I saw it all: the judge's tone
from condescending fall to quarried stone:
The defendant will answer to the questions put.
I tried, more laughter, and was probed again:
lamentable to watch a tenderfoot
in courtroom manners pit his acumen
against the courtroom bullyboys in words
of explanation, point out all he did
was publicize the post, no more than that.
Against the regulations, but a bid
to stay abreast of where his game was at.
He used one woman badly where the great
impose their vast illusions on the state.
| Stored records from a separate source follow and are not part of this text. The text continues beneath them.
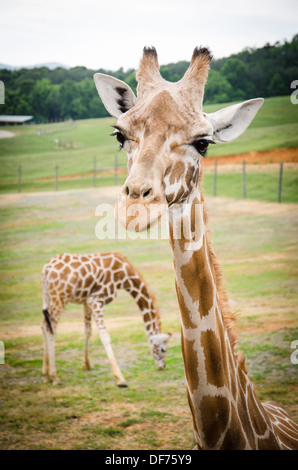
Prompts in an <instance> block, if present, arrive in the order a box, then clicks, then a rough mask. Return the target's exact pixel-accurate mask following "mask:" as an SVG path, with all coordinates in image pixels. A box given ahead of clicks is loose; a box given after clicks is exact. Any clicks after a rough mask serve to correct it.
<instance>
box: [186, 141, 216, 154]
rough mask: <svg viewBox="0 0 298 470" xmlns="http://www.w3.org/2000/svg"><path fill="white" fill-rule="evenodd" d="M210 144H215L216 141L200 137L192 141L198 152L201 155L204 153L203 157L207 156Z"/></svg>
mask: <svg viewBox="0 0 298 470" xmlns="http://www.w3.org/2000/svg"><path fill="white" fill-rule="evenodd" d="M209 144H214V142H212V140H207V139H199V140H195V141H194V142H192V144H191V145H192V146H193V147H194V148H195V149H196V151H197V152H199V154H200V155H202V157H205V155H206V153H207V148H208V145H209Z"/></svg>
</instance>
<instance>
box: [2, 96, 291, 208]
mask: <svg viewBox="0 0 298 470" xmlns="http://www.w3.org/2000/svg"><path fill="white" fill-rule="evenodd" d="M227 104H231V103H227ZM224 106H225V104H223V105H221V106H218V105H217V106H216V105H209V106H207V107H206V109H205V111H206V112H213V111H215V110H216V109H219V108H221V107H224ZM113 123H114V119H112V118H107V119H91V120H84V121H77V122H76V126H75V127H74V126H72V125H71V124H68V125H67V124H65V123H61V124H48V125H37V126H36V125H31V126H22V127H16V128H12V127H10V128H9V129H10V130H13V131H15V132H16V133H17V136H16V137H14V138H12V139H0V165H1V166H0V168H1V170H0V193H1V192H2V193H6V192H17V191H18V168H19V166H20V165H21V166H22V191H23V192H28V191H52V190H54V189H55V167H56V165H57V164H58V165H59V190H69V189H83V188H90V187H92V186H93V159H94V157H96V164H97V167H98V168H100V167H110V166H112V167H113V166H114V159H115V155H116V154H117V155H118V165H119V166H124V167H126V156H125V154H124V153H123V152H118V151H117V148H118V144H117V142H116V139H115V138H111V137H110V136H109V134H110V133H111V125H112V124H113ZM37 132H39V133H41V136H37ZM62 145H64V146H62ZM296 147H298V106H295V105H293V104H292V103H291V102H290V99H289V98H288V97H280V98H269V99H266V100H265V103H264V105H263V106H262V108H261V109H260V111H259V113H258V114H257V116H256V118H255V119H254V121H253V122H252V124H251V125H250V127H249V128H248V130H247V131H246V132H245V133H244V134H243V135H242V136H241V137H240V138H238V139H236V140H235V141H234V142H231V143H229V144H217V145H214V146H211V148H210V151H209V159H212V158H214V157H224V156H227V155H234V154H239V153H241V154H242V153H247V152H251V151H254V152H262V151H267V150H272V149H276V148H296ZM295 161H296V162H298V150H297V154H296V160H295ZM267 169H268V168H267ZM267 169H264V168H263V169H260V171H258V172H257V171H256V170H255V169H254V168H250V167H249V166H248V167H247V173H248V177H247V197H248V198H252V199H262V200H268V201H276V200H277V191H278V168H277V167H276V168H275V167H274V168H272V169H271V170H270V171H267ZM208 171H209V174H210V176H208ZM208 171H207V173H206V178H205V191H206V193H207V194H210V195H211V194H212V187H213V183H212V174H211V170H208ZM125 177H126V171H122V173H121V174H119V176H118V182H119V184H120V183H121V182H123V181H124V180H125ZM218 183H219V190H218V194H219V195H221V196H228V197H230V196H232V197H241V195H242V191H241V184H242V180H241V174H240V171H235V169H234V168H233V169H231V168H230V169H229V171H225V172H222V174H221V177H220V179H219V181H218ZM283 183H284V184H283V188H284V191H283V196H284V198H283V200H284V201H285V202H298V192H297V190H296V188H297V183H298V171H297V168H296V166H295V168H294V167H293V166H292V167H289V166H288V165H285V167H284V179H283ZM111 184H114V174H113V171H104V172H98V175H97V186H98V187H102V186H109V185H111ZM239 188H240V191H239Z"/></svg>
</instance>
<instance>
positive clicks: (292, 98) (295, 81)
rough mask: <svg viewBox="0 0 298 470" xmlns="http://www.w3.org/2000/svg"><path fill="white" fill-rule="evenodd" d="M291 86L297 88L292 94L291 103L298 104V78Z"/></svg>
mask: <svg viewBox="0 0 298 470" xmlns="http://www.w3.org/2000/svg"><path fill="white" fill-rule="evenodd" d="M291 88H295V90H294V91H293V93H292V94H291V103H292V104H298V97H297V95H298V80H293V81H292V83H291Z"/></svg>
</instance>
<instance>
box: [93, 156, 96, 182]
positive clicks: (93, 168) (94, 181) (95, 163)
mask: <svg viewBox="0 0 298 470" xmlns="http://www.w3.org/2000/svg"><path fill="white" fill-rule="evenodd" d="M93 187H94V188H96V157H93Z"/></svg>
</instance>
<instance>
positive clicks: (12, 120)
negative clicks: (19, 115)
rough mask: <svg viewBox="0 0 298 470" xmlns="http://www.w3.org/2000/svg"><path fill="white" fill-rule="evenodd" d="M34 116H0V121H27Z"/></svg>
mask: <svg viewBox="0 0 298 470" xmlns="http://www.w3.org/2000/svg"><path fill="white" fill-rule="evenodd" d="M33 117H34V116H0V122H19V123H21V122H27V121H30V120H31V119H33Z"/></svg>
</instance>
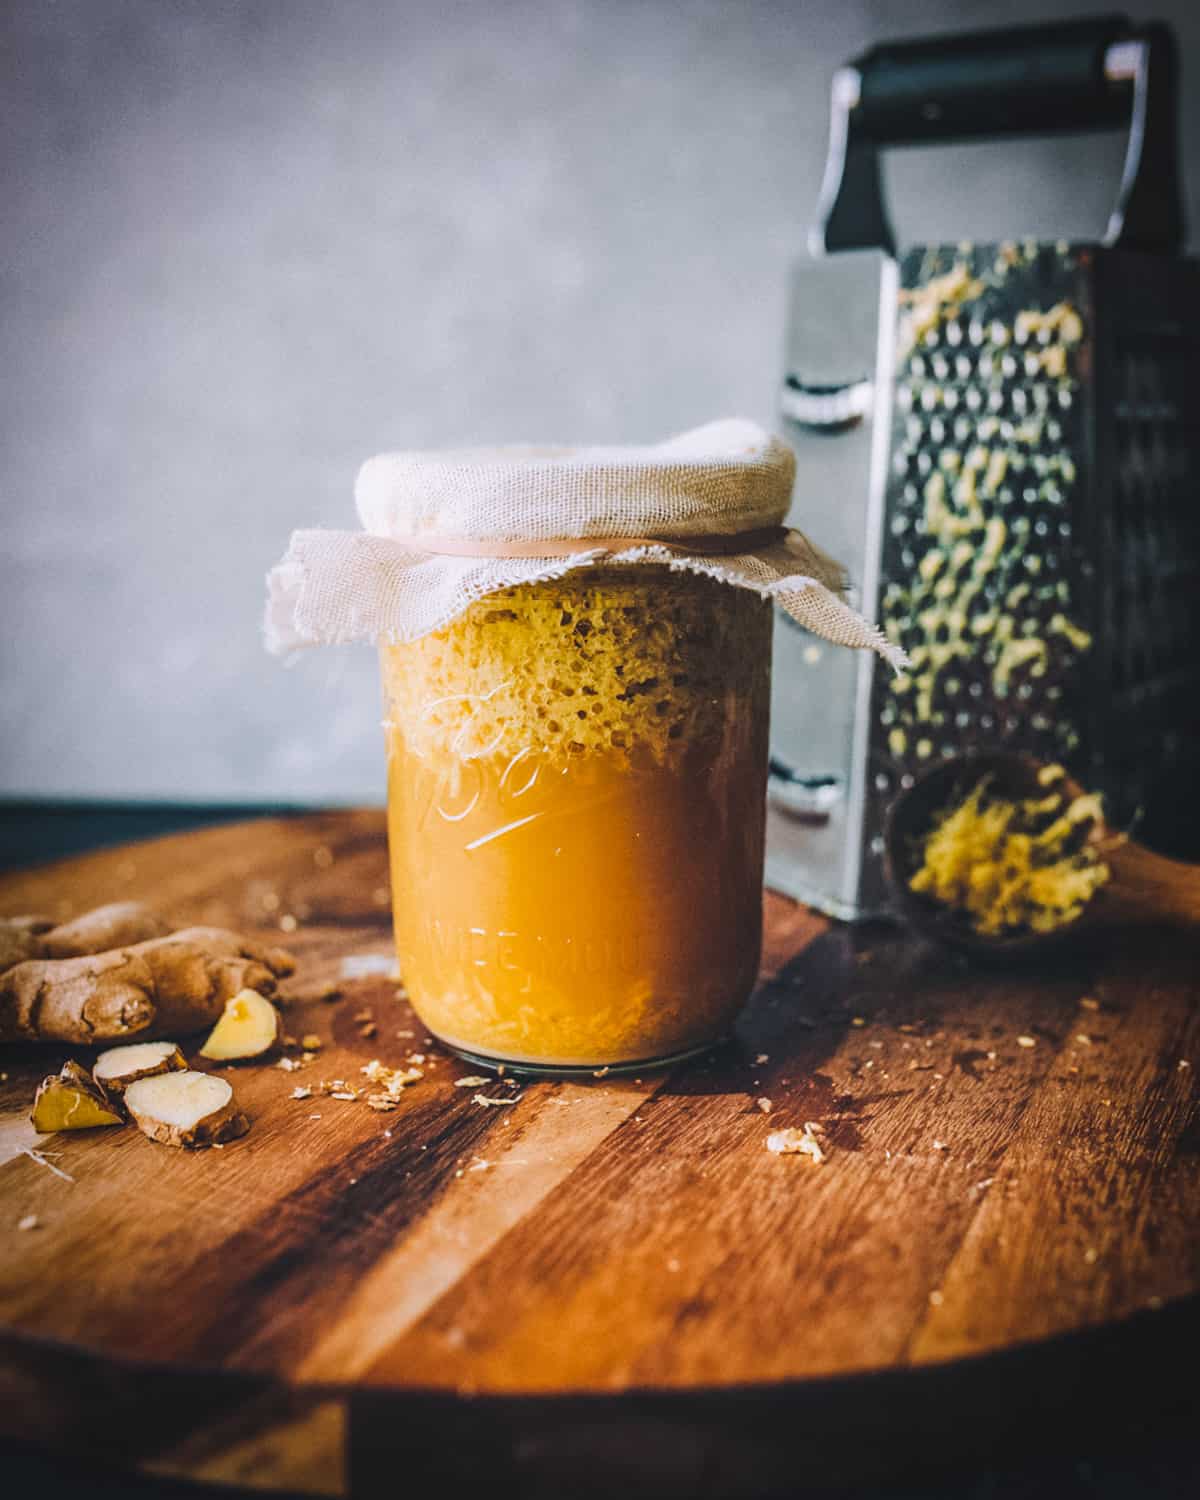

My stomach clenched. I heard the gallery
fall silent as the eyes bore down on me:
Unanimous, your Lordship — guilty.
It was done. Completely. I could lodge appeal,
and have my case reviewed, but bit by bit
the courts would let it drop: an imbecile
would know society had little time
for idiocy like mine. In going down
the narrow stairway to the courtroom cell,
I'd feel the weight of precedent, the Crown
loom high above me, and the pungent smell
of cold grey concrete hit me: what I'd face
unless and quietly I left this place.

What could I do? Silvered Sir Roderick's head
inclined itself towards me, though had said
but little, teasingly, as I had done
when first they brought our friends in from the Yard:
who went through noting how the place was run,
to whom give preference, whom press hard.
Two months, and slowly, week by week,
I went on charming with a devilish glee:
That's clearly possible, but I can say
no hint of that was authorized by me.
They opened notebooks, closed them, glanced away.
No: no one bothers with a stray remark
for all it light up, like a match, the dark.

Yours is a difficult and onerous task,
gentlemen, no doubt, but you will ask
for any help you need. Here nothing's lost
or can be covered up. We've been on through
a sea of correspondence-at some cost,
I'd add, to schedules we were working to.
They'd smile. I'd smile. A pause, and then I'd ring
the bell and in would come my secretary,
to pose at them, pour tea, hand biscuits out:
the well-endowed Fiona, fragrantly
she'd drift in front of them, in place throughout,
as friend and more, and put a hint across
to treat with deference her helpful boss.